Тамара закрыла руками глаза. Только сейчас Катюша могла как следует разглядеть ее. Она была примерно одних лет с Катюшей и ростом такая же. Но таежная закалка сказывалась во всем. И в крупных, сильных руках, и в жестком очертании губ, и в обожженном солнцем и ветром лице. Однако чисто женская тревога и беспомощность прозвучали в ее голосе, когда она, отведя ладони от лица, заговорила опять:
- Милая, да что же это?.. Как же это так?.. Ты пойми-ка сама… Ты ведь детная тоже.
Катюша обняла Тамару за плечи.
- Будет жить!
Они опустились рядом на ступеньку крыльца и так сидели молча, вслушиваясь в тихие шорохи ночи.
- Что вы сюда от людей, как монахи какие, ушли? - укоризненно проговорила Катюша. - Прежде или от жадности, или от горькой нужды в такие углы забивались, а теперь-то к чему?
- Да ты что это? - изумилась Тамара. - Понапрасну ты так думаешь. Мы здесь живем не сами по себе, а от нашего Алангерского колхоза. И Костя "У Дикого" тоже от колхоза, как разведчики. За ходом зверя следим, ловушки готовим, на лужках сено для коней ставим. Зимой баню горячую держим, а время выдастся - и подпромышляем.
Она сбивчиво стала рассказывать, как пробирались здесь с приисков геологи, останавливались у них на ночевку, говорили: на приисках дети болеют.
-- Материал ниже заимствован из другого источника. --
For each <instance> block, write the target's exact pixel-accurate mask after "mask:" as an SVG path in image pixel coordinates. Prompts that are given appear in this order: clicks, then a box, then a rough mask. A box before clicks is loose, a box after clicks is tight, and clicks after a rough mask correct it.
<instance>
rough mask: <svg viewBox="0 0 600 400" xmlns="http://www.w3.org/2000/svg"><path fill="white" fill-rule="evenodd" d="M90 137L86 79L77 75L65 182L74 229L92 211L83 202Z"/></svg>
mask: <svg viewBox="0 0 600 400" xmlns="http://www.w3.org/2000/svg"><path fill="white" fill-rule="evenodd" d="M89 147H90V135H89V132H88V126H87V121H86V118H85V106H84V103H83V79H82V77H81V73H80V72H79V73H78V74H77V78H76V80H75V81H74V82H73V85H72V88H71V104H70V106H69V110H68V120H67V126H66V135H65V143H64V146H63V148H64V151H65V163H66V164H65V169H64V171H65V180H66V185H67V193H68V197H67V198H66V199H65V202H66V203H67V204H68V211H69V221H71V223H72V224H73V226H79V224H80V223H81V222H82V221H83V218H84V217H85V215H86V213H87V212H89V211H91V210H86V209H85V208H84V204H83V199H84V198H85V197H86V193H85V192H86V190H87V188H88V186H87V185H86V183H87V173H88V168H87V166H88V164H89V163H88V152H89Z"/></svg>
Утром уплыли вниз по Чуне на плотике, а через две недели Нелечка слегла. Думали, думали и отправился с ней Владимир на лодке до Кости. Боязно дальше одному: дикая очень река. Ну, а там Костя подсобит, сплывут как-нибудь… в Алангер…
Словно кто обухом ударил Катюшу.
- Так вы же теперь и к нему в дом занесли заразу! - закричала она. - Как же так можно?
Тамара смотрела на нее испуганными глазами.
- Милая моя, да в мысль это никому не пришло. Потом - все равно те геологи обязательно к Косте заезжали. Если через них это… Да и как по-другому было сделать?..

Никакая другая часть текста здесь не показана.